The yuan CNY=CFXS, CNY= fell against the dollar on Thursday to its lowest level in almost six months as investors worried about the impact of the Sino-U.S. dispute on the country's tech sector. The currency has lost more than 2.6 percent this month.
"At present, although there is some occasional overshooting in the exchange rate, the market situation is stable," the vice governor, Liu Guoqiang, told the Financial News, a newspaper run by the central bank, in an interview.
"Nothing has gone wrong, and (we) will not allow anything to go wrong".
Liu said economic fundamentals were sound, foreign exchange reserves ample, while the country's debt-to-GDP ratio was basically stable and fiscal and financial risks were under control.

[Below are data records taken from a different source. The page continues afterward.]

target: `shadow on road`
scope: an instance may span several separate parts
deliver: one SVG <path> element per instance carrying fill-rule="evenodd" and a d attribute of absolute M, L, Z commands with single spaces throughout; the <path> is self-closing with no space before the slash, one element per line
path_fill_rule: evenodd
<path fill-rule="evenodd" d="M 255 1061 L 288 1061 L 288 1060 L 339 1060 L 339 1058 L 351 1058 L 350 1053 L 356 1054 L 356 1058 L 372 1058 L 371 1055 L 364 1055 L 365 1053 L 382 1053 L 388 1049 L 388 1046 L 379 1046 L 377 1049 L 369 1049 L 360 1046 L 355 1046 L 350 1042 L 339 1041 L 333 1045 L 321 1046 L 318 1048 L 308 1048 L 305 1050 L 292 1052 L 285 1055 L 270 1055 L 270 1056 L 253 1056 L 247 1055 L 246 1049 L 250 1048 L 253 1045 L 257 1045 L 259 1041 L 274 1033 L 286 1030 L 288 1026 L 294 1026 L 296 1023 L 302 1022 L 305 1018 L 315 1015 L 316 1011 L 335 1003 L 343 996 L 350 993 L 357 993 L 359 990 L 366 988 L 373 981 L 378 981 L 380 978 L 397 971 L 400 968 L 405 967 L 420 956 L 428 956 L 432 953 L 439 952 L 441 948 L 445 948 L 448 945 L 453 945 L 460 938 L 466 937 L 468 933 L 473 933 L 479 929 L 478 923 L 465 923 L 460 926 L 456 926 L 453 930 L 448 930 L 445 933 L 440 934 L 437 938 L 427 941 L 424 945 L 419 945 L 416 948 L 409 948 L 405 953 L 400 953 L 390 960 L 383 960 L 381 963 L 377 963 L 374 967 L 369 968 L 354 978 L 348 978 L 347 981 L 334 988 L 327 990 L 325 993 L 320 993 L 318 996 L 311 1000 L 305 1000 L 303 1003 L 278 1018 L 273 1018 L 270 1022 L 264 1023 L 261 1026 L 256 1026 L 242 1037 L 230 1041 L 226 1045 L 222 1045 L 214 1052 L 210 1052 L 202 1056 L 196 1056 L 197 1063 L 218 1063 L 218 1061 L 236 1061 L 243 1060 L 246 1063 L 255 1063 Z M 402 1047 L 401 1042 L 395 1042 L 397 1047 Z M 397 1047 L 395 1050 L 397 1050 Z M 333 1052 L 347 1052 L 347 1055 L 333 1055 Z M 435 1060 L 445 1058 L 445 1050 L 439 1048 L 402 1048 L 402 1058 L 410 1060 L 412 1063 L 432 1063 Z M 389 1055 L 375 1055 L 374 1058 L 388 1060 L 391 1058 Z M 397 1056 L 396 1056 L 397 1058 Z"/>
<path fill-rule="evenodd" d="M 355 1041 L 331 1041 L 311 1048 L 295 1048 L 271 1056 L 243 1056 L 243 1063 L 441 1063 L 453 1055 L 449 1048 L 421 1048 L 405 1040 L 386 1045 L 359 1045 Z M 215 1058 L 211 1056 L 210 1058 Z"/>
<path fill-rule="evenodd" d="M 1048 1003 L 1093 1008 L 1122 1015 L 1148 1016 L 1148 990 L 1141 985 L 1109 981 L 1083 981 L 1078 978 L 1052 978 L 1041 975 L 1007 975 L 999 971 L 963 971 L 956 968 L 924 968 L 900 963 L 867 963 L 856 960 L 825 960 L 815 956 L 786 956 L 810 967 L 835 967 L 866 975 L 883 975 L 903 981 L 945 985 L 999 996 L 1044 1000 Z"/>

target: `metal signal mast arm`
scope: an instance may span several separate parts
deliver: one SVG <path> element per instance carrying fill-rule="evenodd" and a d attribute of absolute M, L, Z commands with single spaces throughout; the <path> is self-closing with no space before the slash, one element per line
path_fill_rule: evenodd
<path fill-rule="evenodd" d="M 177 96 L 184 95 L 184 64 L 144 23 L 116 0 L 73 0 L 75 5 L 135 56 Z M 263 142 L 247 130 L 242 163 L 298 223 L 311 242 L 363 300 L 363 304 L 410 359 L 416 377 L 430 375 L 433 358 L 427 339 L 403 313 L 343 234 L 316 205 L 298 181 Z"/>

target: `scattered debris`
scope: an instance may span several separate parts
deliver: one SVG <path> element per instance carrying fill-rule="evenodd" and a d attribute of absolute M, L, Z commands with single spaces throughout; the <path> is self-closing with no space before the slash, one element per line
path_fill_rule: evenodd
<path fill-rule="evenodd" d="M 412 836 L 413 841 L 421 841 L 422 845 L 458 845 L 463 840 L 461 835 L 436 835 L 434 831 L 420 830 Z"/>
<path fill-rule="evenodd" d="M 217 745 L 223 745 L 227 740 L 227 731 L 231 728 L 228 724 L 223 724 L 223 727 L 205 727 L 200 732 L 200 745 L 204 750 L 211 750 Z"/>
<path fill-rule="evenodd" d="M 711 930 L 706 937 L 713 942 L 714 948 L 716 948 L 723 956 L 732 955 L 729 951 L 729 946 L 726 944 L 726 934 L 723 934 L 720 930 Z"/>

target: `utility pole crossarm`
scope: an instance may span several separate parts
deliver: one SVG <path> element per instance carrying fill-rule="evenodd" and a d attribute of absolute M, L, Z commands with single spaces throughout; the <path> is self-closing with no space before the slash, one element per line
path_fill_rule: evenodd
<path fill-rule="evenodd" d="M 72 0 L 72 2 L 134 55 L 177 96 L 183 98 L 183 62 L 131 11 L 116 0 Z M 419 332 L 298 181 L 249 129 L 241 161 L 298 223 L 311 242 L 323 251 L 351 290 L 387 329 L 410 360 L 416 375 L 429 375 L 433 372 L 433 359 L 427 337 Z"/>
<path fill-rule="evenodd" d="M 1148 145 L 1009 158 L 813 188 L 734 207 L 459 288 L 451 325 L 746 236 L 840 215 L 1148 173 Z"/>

The central bank has accumulated rich experience in dealing with exchange rate fluctuations in recent years, Liu said.
"We have sufficient reserves of policy instruments," he said.
Liu's comments added to those of other officials in a verbal campaign that began earlier this week when Pan Gongsheng, another vice central bank governor, said China will keep the yuan exchange rate at a reasonable and balanced level.
The central bank will further strengthen macro prudential management to stabilise market expectations, Liu said.
Sources have told Reuters the central bank will stop the yuan weakening beyond 7-per-dollar in the near-term.
While a weaker yuan could support Chinese exporters, a significant decline would be needed to offset the impact of higher U.S. tariffs. A large fall could fuel capital flight and undermine China's economic stability, policy insiders said.